07:45 – Oui, on l'en trouvera encore dans une semaine, 15 jours probablement. Voilà. Donc ça, c'est des images que l'on voit aujourd'hui,
07:54 qui sont à la fois dramatiques et étonnantes, d'enfants qu'on retrouve survivants. On va en revoir encore toute la semaine.
08:00 L'enjeu, ça va être évidemment la gestion, comme je l'ai expliqué tout à l'heure, de la coordination de l'aide et puis la gestion des controverses.
08:07 On voit déjà aujourd'hui des controverses en Turquie autour de l'aide qui ne serait pas assez rapide.
08:12 On verra demain des controverses autour des détournements de l'aide. C'est classique de ce genre de contexte. Voilà, l'enjeu, c'est...
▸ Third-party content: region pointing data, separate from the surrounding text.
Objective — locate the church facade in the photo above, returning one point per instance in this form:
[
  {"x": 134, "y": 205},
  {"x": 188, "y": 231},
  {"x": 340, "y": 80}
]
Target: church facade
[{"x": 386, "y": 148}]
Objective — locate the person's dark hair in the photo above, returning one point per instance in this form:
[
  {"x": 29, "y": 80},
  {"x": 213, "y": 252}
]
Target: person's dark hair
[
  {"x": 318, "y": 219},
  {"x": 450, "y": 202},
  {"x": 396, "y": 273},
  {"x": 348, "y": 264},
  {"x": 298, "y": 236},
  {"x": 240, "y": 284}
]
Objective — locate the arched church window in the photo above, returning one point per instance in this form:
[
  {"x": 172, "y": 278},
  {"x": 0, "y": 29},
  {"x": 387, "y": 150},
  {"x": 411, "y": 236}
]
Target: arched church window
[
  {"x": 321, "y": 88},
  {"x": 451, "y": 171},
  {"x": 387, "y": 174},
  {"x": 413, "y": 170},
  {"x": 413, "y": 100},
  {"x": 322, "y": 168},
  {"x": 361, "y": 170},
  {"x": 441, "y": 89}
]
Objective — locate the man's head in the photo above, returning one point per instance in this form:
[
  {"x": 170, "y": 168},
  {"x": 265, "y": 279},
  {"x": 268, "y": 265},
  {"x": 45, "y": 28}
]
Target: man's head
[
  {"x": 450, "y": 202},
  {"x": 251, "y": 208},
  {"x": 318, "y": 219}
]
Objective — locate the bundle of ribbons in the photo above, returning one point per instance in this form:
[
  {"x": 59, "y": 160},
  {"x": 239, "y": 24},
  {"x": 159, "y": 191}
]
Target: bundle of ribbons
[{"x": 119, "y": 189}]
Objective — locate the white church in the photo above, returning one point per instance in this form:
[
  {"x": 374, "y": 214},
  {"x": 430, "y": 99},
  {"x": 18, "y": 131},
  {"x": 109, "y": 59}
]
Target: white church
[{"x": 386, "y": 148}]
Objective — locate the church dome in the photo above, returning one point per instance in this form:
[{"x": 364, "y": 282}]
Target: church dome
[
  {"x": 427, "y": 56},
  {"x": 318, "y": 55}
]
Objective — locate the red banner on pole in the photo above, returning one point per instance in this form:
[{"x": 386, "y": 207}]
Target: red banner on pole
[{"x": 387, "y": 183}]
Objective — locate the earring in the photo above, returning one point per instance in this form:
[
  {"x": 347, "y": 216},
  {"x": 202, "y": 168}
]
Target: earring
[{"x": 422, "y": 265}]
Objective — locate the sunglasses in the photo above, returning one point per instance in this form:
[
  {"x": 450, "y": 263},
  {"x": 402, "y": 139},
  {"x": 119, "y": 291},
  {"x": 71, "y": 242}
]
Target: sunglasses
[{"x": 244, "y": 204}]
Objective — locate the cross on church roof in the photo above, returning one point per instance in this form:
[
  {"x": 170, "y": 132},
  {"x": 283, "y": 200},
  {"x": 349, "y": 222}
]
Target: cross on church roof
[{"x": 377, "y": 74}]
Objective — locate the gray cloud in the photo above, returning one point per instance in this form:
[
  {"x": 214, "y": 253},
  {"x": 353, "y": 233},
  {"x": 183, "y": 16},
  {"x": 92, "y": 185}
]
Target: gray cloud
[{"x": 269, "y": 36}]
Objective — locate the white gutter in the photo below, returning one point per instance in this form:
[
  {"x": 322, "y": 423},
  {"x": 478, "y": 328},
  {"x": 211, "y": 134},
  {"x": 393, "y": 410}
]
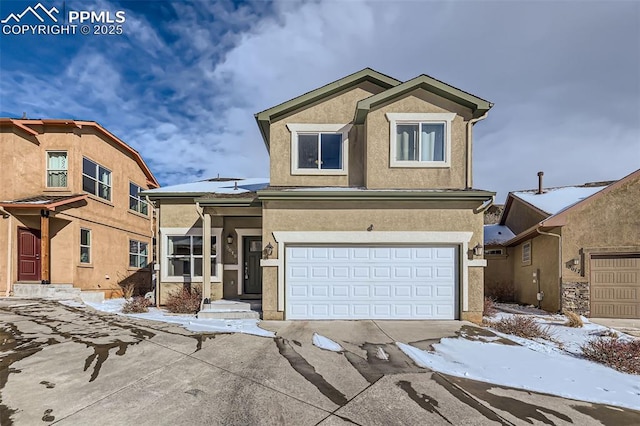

08:19 – Là, les autorités turques, pardon, elles se concentrent dans les grandes villes et ensuite, elles iront dans les zones un peu plus reculées, c'est ça ?
08:24 – Je pense qu'elles vont se développer le plus rapidement possible, là où c'est nécessaire et qu'avec la coordination et l'aide internationale,
08:32 elles vont couvrir avec différents mécanismes qu'on appelle les mécanismes de clusters, notamment les Nations Unies aussi peuvent aider,
08:38 pour qu'il y ait une répartition du travail entre les acteurs de la santé, les acteurs de la logistique et sur une approche territoriale.
08:43 Donc ils vont couvrir assez rapidement, je pense, parce qu'encore une fois, la Turquie est un pays riche.
08:48 Ils ont l'expérience de ce genre de catastrophes. Je suis beaucoup plus anxieux pour la Syrie, même si la Turquie reste un contexte dramatique.
08:56 La Syrie a vraiment une attention sur le fait de pouvoir améliorer l'accès au matériel à l'aide pour les équipes en place,
09:03 notamment les équipes de médecins du monde qui sont en place et qui feront tout pour pouvoir conditionner cette nouvelle forme d'urgence
09:10 dans un contexte de guerre déjà très épouvant pour les civils.